D’altro canto una diversa interpretazione, tesa a riconoscere un più ampio potere decisionale in materia in capo al Ministro della Giustizia, determinerebbe senz’altro un "vulnus" all’indipendenza costituzionale garantita all’ordine giudiziario dagli articoli 101ss cost. poiché la "grazia" incide sull’efficacia di provvedimenti giurisdizionali.
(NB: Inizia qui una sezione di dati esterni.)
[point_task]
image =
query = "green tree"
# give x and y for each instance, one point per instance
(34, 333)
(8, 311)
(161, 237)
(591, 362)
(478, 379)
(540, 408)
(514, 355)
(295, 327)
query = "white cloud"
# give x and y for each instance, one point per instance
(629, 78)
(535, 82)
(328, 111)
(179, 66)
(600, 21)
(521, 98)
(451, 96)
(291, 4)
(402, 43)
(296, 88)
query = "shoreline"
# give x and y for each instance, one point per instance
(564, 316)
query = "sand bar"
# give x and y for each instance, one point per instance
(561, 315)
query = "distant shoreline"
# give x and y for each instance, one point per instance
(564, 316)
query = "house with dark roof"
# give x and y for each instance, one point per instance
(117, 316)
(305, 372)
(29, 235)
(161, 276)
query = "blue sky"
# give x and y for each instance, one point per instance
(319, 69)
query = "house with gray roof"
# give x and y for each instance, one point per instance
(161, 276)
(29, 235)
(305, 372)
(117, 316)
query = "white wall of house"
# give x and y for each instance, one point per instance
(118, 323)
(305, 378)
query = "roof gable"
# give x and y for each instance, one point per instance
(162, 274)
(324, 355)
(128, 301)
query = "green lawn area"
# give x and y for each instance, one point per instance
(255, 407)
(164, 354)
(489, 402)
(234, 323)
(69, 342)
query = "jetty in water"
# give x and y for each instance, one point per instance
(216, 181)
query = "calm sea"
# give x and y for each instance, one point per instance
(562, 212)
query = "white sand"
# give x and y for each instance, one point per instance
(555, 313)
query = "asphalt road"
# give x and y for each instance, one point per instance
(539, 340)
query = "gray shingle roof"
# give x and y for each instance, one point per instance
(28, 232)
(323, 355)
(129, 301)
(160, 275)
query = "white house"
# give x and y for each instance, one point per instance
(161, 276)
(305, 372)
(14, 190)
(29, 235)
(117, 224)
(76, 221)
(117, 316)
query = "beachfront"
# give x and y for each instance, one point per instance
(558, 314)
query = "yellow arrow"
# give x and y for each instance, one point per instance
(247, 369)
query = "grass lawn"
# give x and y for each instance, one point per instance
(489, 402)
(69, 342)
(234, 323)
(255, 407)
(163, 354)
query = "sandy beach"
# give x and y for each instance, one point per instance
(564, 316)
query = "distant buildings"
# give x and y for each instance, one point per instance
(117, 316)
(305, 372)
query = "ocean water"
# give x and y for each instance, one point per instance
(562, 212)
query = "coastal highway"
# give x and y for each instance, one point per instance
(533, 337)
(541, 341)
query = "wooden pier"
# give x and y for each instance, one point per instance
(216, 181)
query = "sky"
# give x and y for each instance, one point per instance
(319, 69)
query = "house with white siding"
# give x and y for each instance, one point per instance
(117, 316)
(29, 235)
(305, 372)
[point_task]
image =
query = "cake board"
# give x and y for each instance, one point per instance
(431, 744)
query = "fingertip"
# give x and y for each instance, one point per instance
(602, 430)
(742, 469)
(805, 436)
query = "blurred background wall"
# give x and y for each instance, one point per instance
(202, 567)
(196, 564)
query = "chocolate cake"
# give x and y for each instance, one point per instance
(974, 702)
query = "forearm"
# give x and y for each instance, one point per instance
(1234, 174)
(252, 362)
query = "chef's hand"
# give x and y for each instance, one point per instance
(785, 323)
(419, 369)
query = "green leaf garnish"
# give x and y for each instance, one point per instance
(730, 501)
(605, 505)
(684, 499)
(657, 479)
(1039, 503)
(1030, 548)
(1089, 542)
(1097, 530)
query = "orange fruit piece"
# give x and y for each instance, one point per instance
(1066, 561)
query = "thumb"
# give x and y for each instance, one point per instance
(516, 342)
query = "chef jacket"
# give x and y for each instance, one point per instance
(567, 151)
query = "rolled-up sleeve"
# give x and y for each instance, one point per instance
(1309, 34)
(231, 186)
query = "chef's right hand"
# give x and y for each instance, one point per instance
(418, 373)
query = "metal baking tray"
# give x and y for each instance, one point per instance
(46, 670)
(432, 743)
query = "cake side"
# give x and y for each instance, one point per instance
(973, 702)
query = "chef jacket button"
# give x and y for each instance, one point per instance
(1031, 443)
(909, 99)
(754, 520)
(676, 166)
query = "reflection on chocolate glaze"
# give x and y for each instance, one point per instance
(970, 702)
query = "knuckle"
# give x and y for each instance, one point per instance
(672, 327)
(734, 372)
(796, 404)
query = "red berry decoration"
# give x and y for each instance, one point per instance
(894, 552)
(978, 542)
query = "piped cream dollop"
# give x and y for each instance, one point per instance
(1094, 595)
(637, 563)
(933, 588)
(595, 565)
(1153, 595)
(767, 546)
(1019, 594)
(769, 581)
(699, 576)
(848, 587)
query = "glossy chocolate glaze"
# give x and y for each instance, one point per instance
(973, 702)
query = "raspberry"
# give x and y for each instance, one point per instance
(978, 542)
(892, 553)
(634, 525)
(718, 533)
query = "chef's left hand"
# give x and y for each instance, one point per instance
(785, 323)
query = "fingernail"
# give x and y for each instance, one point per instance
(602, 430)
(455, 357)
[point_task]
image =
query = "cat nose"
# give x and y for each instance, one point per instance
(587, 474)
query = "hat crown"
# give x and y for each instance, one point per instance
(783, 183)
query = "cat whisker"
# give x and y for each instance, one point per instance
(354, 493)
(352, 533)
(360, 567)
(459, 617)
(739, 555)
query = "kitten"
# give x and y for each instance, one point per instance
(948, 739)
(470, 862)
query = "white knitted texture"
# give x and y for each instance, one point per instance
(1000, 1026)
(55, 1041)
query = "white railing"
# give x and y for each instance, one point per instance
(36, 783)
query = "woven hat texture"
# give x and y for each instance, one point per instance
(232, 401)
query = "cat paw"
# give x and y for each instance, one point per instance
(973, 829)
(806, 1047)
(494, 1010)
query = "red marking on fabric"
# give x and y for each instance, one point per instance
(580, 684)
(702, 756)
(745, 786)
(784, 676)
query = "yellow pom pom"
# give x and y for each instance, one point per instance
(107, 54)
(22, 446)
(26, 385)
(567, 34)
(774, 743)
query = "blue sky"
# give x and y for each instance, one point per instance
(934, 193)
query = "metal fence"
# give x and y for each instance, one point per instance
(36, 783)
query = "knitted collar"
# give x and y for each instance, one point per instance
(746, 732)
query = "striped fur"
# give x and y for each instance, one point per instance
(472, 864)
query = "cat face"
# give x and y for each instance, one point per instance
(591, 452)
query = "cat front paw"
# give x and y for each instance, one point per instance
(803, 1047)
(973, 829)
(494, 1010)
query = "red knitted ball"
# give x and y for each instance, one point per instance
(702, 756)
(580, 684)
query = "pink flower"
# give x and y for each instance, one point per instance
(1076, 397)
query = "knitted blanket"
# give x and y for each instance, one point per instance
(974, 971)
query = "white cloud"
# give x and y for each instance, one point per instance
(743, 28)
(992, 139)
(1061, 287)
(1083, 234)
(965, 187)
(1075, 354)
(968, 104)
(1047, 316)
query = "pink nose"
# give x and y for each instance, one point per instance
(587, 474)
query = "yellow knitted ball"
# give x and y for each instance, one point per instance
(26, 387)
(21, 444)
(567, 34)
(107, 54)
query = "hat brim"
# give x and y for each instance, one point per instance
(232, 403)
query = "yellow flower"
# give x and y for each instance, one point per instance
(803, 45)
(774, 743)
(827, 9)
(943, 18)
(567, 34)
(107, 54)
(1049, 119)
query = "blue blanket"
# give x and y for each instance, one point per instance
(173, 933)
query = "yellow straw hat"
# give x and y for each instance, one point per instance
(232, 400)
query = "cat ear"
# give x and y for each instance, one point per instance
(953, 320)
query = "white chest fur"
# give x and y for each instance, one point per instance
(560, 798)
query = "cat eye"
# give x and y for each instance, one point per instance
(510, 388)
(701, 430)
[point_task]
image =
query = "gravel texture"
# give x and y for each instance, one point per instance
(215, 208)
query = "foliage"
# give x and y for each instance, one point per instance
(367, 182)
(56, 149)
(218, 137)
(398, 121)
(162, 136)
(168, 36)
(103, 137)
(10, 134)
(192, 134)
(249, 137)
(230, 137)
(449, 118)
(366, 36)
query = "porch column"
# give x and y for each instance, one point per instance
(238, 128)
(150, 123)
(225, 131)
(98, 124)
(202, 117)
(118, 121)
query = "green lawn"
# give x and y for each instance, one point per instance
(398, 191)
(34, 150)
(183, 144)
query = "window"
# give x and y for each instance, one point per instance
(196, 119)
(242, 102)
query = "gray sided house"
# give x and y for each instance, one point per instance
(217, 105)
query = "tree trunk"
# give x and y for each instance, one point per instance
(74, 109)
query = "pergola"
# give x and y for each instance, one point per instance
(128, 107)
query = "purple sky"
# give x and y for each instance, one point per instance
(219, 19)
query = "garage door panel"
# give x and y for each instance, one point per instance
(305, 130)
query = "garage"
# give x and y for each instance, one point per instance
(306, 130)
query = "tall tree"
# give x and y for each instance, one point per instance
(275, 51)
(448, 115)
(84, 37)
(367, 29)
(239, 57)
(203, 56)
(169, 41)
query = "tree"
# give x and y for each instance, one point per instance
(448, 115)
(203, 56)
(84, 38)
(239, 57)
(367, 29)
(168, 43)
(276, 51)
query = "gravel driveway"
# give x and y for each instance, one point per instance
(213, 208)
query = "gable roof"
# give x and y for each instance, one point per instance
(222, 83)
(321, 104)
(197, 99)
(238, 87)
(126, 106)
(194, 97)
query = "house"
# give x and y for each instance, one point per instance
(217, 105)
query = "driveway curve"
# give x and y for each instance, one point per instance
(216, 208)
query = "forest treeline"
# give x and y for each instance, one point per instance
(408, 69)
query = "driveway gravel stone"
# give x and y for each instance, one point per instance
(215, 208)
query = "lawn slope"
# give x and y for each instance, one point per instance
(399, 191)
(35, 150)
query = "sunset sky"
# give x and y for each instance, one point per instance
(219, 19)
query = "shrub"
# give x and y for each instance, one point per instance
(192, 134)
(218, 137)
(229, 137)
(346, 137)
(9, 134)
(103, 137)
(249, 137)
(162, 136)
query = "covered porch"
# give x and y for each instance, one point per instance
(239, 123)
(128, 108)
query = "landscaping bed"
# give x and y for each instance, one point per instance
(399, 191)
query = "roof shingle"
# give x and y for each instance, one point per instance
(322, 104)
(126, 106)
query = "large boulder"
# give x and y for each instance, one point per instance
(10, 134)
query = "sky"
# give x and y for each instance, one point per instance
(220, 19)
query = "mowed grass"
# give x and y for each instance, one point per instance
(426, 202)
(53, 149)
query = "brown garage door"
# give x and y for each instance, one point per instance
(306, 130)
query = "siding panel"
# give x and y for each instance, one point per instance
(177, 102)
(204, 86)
Al contrario il conferimento del relativo potere al Presidente della Repubblica acquista un particolare significato ove si consideri il comma 10 dell’articolo 87 Cost., in virtù del quale il Capo dello Stato è Presidente del Consiglio Superiore della Magistratura.

Ulteriore conferma delle argomentazioni sopra riportate emerge, in maniera incontrovertibile, da un rapporto sistematico con gli istituti dell’amnistia e dell’indulto.

Occorre, infatti, considerare che nel testo originario della Costituzione - prima, cioè, della modifica dell’art.79 operata con legge costituzionale 6 marzo 1992 n. 1 - anche l’amnistia e l’indulto erano concessi con decreto del Presidente della Repubblica " su leggi di delegazione delle Camere".

Tale diversa disciplina dimostra chiaramente che, pur affidando tutti i provvedimenti di clemenza alla firma del Capo dello Stato, il Costituente aveva inteso distinguere nettamente le ipotesi dell’amnistia e dell’indulto da quelle della grazia, in quanto le prime non potevano essere disposte senza un preventivo intervento politico del Parlamento, il quale era, invece, precluso nell’istituto della grazia.

Né varrebbe obiettare, onde riconoscere in capo al Ministro della Giustizia poteri di natura sostanziale in ordine alla concessione della grazia, che, ai sensi dell’articolo 89 della Costituzione, "nessun atto del Presidente della Repubblica è valido se non è controfirmato dai ministri proponenti, che se ne assumono la responsabilità".

Infatti, per quanto concerne il profilo dell’asserita necessità della proposta ministeriale, è sufficiente rilevare che la migliore dottrina ha oramai da tempo osservato che l’espressione "ministri proponenti" è frutto di una svista del Costituente e, certamente, più corretta è la locuzione "ministri competenti".

Non è un caso, infatti, che la Corte costituzionale, con ordinanza 12 novembre 1987 n. 388, parafrasando il dettato dell’articolo 89 della Costituzione in relazione al provvedimento di grazia ha fatto riferimento al "ministro competente" anziché al "ministro proponente". Del resto, come sopra evidenziato, è del tutto pacifico in dottrina che l’iniziativa ai fini della concessione del provvedimento di grazia ben può partire dal Capo dello Stato, senza che sia indispensabile una formale proposta ministeriale.

Per quanto concerne il profilo della necessità che anche il decreto di grazia sia controfirmato dal Ministro, la dottrina è unanime nel riconoscere che la controfirma ministeriale assume un significato radicalmente diverso a seconda del tipo di atto presidenziale cui viene apposta.